Oct 31
The Discrete Fourier Transform
Or "putting it all together".
The formulas are
\[ A_k = \sum\limits_{n=0}^{N-1} x_n \, e^{\frac{2 \pi i}{N} n \, k } \]
\[ x_n = \frac{1}{N} \sum\limits_{k=0}^{N-1}{} A_k \, e^{- \frac{2 \pi i}{N} n \, k } \]
There are several variations depending on how you
define the normalization of A, which changes where the \( 1/N \) goes.
(Some people put \(\sqrt{\frac{1}{N}}\) on both equations to make them symmetric.)
N number of points, typically a power of 2 (8, 128, 1024)
x[n] [x0, x1, ...] time (or distance) samples, 0 <= n < N
A[k] [A0, A1, ...] frequency amplitudes, 0 <= k < N
(I will use A[k]=\( A_k \) instead of the wikipedia article's X[k],
since I think trying to keep "x" vs "X" as different variables
in the same equation is too confusing.)
Both \(x_n\) = x[n] and \(A_k\) = A[k] are cyclic in (n,k),
wrapping around at n=N and k=N.
For example x[0]=x[N], x[-1]=x[N-1], A[0]=A[N], A[-1]=A[N-1].
The frequencies go from a low at k=0 to a high at k=N/2,
with two (cos,sin) phases packed into the two complex
amplitudes on either side of N/2. For example with N=8
the frequency indices are
--- N = 8 ---
k = 0 (DC component, corresponds to x=[1,1,1,1,...]
k = 1 one full cycle from x[n=0] to x[n=N]
k = 2 two cycles
k = 3 three cycles
k = 4 (N/2, highest frequency, corresponds to x=[1,-1,1,-1,...])

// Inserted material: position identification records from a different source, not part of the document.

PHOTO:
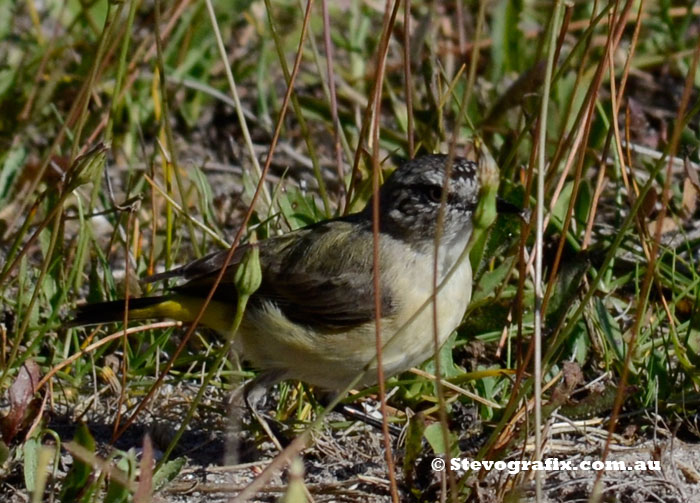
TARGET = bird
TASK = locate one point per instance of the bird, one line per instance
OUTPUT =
(312, 319)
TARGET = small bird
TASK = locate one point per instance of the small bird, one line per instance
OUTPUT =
(313, 317)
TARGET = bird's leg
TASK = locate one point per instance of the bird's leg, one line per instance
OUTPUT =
(355, 412)
(253, 392)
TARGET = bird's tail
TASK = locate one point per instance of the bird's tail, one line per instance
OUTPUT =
(176, 307)
(105, 312)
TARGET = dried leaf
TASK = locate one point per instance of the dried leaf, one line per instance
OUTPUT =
(23, 406)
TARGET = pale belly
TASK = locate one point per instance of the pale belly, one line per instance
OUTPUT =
(333, 360)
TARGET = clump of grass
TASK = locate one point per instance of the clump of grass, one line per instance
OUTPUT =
(186, 142)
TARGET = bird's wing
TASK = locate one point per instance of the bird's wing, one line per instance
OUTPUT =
(319, 277)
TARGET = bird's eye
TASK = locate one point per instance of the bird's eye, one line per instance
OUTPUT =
(434, 194)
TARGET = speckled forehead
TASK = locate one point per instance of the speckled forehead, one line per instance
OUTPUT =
(462, 172)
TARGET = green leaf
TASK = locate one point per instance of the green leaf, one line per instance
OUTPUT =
(75, 485)
(30, 450)
(433, 434)
(167, 473)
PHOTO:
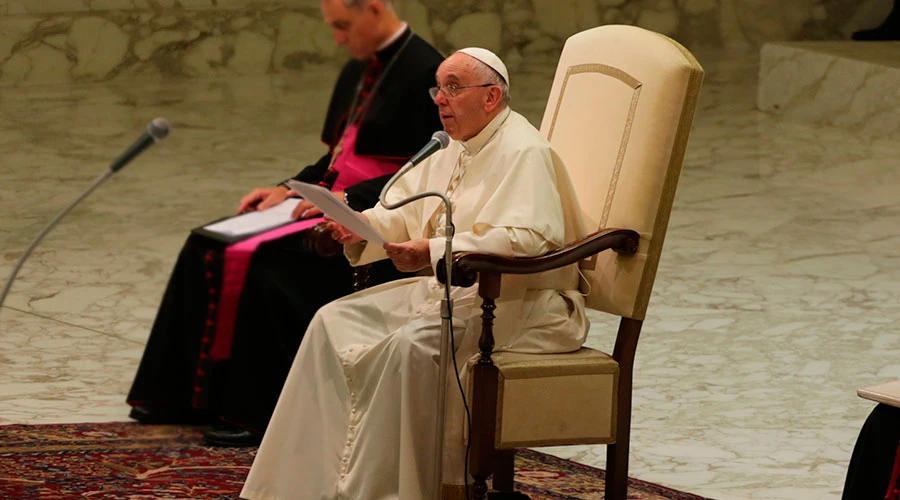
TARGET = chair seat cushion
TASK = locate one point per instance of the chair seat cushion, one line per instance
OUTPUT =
(556, 399)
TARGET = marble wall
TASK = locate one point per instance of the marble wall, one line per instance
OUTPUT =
(60, 41)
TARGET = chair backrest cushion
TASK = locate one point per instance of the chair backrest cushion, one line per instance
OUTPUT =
(619, 114)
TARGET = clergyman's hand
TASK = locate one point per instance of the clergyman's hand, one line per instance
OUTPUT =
(305, 210)
(409, 256)
(263, 198)
(341, 233)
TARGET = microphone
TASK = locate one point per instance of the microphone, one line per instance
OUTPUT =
(439, 140)
(157, 130)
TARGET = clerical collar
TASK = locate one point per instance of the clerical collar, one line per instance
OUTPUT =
(392, 44)
(480, 140)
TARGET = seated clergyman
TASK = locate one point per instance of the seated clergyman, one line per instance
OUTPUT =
(233, 316)
(356, 418)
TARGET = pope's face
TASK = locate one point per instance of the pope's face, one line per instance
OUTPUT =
(352, 27)
(466, 113)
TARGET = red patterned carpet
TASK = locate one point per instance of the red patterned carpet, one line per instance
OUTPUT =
(136, 462)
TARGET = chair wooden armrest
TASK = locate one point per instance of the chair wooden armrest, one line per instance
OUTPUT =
(468, 265)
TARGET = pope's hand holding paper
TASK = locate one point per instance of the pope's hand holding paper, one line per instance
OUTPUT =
(353, 224)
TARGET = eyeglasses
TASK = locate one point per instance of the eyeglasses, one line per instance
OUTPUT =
(453, 90)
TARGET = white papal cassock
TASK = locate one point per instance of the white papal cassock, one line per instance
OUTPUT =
(356, 416)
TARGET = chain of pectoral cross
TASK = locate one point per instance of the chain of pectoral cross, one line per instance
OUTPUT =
(365, 86)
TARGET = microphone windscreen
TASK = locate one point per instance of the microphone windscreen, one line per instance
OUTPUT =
(158, 129)
(442, 138)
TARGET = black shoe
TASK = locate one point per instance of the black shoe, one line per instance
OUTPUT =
(229, 435)
(153, 416)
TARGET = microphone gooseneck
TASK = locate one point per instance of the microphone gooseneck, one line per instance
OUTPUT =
(157, 130)
(439, 141)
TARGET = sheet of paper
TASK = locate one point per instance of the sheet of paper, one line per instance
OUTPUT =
(337, 210)
(254, 222)
(888, 393)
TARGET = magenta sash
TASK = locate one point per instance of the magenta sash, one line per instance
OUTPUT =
(234, 275)
(352, 169)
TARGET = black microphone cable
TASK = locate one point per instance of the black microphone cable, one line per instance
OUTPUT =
(156, 131)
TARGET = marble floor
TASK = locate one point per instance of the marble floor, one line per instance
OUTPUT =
(776, 297)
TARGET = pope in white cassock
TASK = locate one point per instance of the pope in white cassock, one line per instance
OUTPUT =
(356, 416)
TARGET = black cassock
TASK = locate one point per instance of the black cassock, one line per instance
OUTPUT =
(286, 283)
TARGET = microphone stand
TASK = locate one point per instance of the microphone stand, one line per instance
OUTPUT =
(446, 318)
(157, 130)
(12, 276)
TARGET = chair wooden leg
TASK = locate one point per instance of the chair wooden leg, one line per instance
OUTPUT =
(484, 391)
(504, 474)
(504, 470)
(617, 454)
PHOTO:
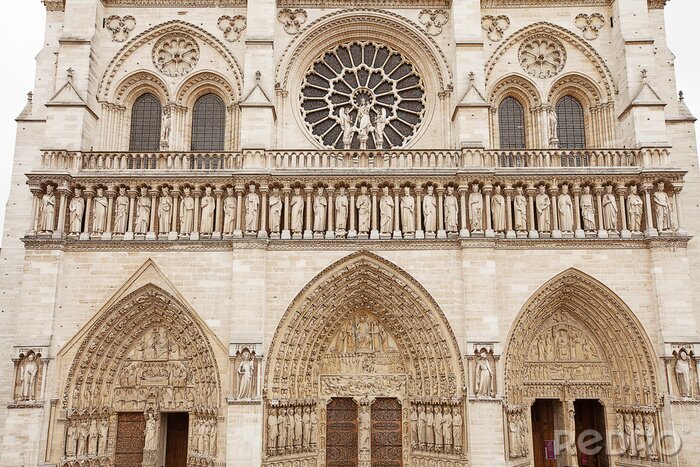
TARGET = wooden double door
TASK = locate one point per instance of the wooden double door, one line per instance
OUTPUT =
(342, 446)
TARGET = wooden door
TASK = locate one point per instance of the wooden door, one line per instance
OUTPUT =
(341, 433)
(176, 440)
(543, 431)
(386, 433)
(131, 438)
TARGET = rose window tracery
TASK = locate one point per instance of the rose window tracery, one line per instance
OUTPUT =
(362, 96)
(542, 56)
(176, 55)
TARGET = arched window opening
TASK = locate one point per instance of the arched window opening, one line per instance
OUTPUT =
(571, 129)
(511, 124)
(208, 124)
(145, 124)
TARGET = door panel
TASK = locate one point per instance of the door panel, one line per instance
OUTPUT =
(341, 434)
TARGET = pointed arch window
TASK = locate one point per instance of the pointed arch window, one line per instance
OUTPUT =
(571, 129)
(145, 123)
(208, 123)
(511, 124)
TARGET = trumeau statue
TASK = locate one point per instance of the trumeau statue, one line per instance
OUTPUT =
(635, 210)
(408, 210)
(498, 210)
(297, 209)
(364, 206)
(275, 202)
(207, 206)
(230, 207)
(566, 210)
(143, 212)
(165, 211)
(76, 210)
(451, 209)
(252, 208)
(609, 210)
(99, 221)
(186, 212)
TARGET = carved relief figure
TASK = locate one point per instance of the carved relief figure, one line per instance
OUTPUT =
(207, 205)
(430, 210)
(48, 211)
(99, 220)
(386, 210)
(451, 208)
(143, 210)
(609, 210)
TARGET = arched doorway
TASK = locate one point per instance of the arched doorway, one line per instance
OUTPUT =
(144, 388)
(578, 361)
(364, 369)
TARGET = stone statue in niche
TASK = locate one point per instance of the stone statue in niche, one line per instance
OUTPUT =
(430, 210)
(341, 211)
(566, 210)
(297, 208)
(544, 211)
(143, 212)
(476, 209)
(252, 207)
(76, 210)
(320, 210)
(682, 371)
(364, 206)
(230, 207)
(245, 371)
(451, 209)
(484, 375)
(28, 376)
(588, 209)
(99, 220)
(663, 208)
(275, 202)
(121, 218)
(635, 209)
(386, 211)
(408, 210)
(207, 206)
(48, 211)
(498, 210)
(165, 211)
(520, 210)
(609, 210)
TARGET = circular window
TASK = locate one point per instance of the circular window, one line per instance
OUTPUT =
(362, 96)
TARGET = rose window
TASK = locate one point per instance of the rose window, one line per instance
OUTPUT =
(362, 96)
(542, 57)
(176, 55)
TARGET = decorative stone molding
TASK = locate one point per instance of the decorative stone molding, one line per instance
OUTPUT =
(232, 26)
(542, 56)
(176, 54)
(590, 25)
(120, 26)
(495, 26)
(434, 20)
(292, 19)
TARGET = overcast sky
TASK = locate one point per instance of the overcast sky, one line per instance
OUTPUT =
(22, 29)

k = 5 (k=-3, other phase of k=3)
k = 6 (k=-2, other phase of k=2)
k = 7 (k=-1, other phase of k=1)
Both x and A can be complex in these formulas. If x is real,
then the complex numbers in A have a particular symmetry,
namely \(A_k = A_{-k}^*\) where the * means "complex conjugate",
and where (-k) is (N-k).
- If A is real and \(A_k = A_{-k}\) then the complex exponentials add to give real cosines.
- If A is imaginary and \(A_k = - A_{-k}\) then the complex exponentials add to give real sines.
homework
Your mission for next week:
- implement these formulas in iPython, for some small values of N
- something like N = 4, N = 8, N = 16
- either explicitly with "for" loops, or implicitly with built-ins like the dot() function
- and some simple understandable functions like
- x[n] = 1 for all n (constant)
- x[n] = 0 except for one where (say) x[3] = 1 (spike or delta-function)
- x = [1, 1, 1, 1, 0 , 0, 0, 1, 1, 1, 1, ...] (square wave)
- ... or whatever you like.
- draw some plots of x, A, and the rows or columns of the transform matrix (the basis functions) to get some intuition.
This should give some notebooks like those we did in the first few weeks
of the term, but this time the transform matrix is coming from the formula,
with the complex exponentials giving the basis functions oscillating at different rates.